Mr. Jefferson had every intention of addressing the crowd, to demand answers for what he called the “vicious irregularities” on Grounds. But standing before them, he could not speak.
“His lips moved —he essayed to speak — burst into tears & sank back into his seat! — The shock was electric!” Margaret Bayard Smith, a visitor to Charlottesville, wrote in a summary of student accounts at the time.
So moved were the students that 14 organizers of the riot stepped forward and identified themselves then and there.
“Mr. Jefferson’s tears,” Ms. Smith wrote, “melted their stubborn purpose.”
It was an act of humility and not a show of force that quelled student unrest in 1825. Students would not be so fortunate in later years without Mr. Jefferson. After his death, riots would break out in 1832, 1833, 1836 and 1845, and university leaders shed few tears as they aggressively cracked down on the student body.

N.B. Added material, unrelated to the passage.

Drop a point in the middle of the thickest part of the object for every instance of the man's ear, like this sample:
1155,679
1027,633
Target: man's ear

Perhaps it is my North Carolina roots or my Methodist upbringing, but I have always prized humility as the noblest virtue.
The humorist Garrison Keillor once joked that Methodists are most known for “their blandness, their excessive calm, their fear of giving offense, their lack of speed.” And for their singing, but only in four-part harmonies, “too modest to be soloists, too worldly to sing in unison.”

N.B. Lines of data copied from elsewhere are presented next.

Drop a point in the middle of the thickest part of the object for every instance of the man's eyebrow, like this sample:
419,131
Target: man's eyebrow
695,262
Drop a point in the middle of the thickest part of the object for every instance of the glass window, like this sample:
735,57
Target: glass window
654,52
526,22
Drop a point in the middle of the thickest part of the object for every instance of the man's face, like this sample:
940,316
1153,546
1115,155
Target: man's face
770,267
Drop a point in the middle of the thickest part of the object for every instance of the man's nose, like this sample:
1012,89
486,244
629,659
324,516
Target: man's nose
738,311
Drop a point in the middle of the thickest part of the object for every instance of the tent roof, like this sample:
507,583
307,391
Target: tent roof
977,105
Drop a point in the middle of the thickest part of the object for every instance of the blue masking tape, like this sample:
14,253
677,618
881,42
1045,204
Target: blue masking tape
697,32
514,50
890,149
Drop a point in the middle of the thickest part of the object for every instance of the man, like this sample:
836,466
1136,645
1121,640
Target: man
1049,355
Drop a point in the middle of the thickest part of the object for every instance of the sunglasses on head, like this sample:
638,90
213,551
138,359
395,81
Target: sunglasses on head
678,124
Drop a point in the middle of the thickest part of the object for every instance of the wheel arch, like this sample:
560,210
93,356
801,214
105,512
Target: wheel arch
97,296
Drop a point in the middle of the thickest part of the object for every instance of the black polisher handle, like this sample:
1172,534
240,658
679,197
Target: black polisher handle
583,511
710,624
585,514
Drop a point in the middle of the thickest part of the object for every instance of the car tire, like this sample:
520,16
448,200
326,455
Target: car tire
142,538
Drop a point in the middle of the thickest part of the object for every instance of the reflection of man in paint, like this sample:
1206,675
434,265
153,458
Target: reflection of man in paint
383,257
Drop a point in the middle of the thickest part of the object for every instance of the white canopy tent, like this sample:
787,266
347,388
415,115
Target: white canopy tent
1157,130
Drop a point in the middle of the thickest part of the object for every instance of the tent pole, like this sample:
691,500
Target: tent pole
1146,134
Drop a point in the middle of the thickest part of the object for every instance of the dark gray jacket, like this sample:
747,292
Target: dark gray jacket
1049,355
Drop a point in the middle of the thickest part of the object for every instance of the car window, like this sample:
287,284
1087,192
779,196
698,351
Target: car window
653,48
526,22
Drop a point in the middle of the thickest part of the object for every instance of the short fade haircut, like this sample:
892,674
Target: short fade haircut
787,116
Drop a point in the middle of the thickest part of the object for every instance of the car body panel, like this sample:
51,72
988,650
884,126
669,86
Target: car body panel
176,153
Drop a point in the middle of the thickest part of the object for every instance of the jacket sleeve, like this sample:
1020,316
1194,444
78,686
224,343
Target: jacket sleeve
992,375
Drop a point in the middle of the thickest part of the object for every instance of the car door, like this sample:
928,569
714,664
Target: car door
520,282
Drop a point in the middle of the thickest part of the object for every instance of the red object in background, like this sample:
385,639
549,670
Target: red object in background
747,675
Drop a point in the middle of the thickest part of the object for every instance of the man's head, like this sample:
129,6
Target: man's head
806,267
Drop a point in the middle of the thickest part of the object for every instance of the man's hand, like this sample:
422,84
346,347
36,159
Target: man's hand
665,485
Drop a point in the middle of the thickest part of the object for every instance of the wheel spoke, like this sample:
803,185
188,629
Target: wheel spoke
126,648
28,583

North Carolina’s state motto is translated as “To be rather than to seem,” and Civil War Gov. Zebulon Baird Vance famously called the state “a vale of humility between two mountains of conceit.” One of those mountains was South Carolina; I’ll let you guess the other.
I’m a Virginian now, and an Episcopalian, following a trail blazed by one of Mr. Jefferson’s closest friends, Dolley Madison. But much like Mrs. Madison, no matter how many years I call these red hills of Virginia home, this damned Virginian pride is still foreign to me.
As I sit here reflecting on it, I realize that in a commonwealth as great and storied as Virginia, pride must be easy to come by: Virginia’s history is legend, Virginia’s men are heroes, Virginia’s founders are gods. In a place such as this, it is only natural that humility is a rare virtue.
But I will remind my readers (and the UVa administrators who may be among you), those who possess it are remembered for it: George Washington’s voluntary resignation from the office of the president, Booker T. Washington (no relation) chopping wood for his neighbors in Tuskegee, Nancy Astor dropping in on her poorer relations and hometown neighbors even after she took a seat in Parliament, Anne Spencer (my favorite Virginia poet) using her home as a salon and launchpad for the Harlem Renaissance instead of promoting her own work and, of course, Mr. Jefferson’s tears.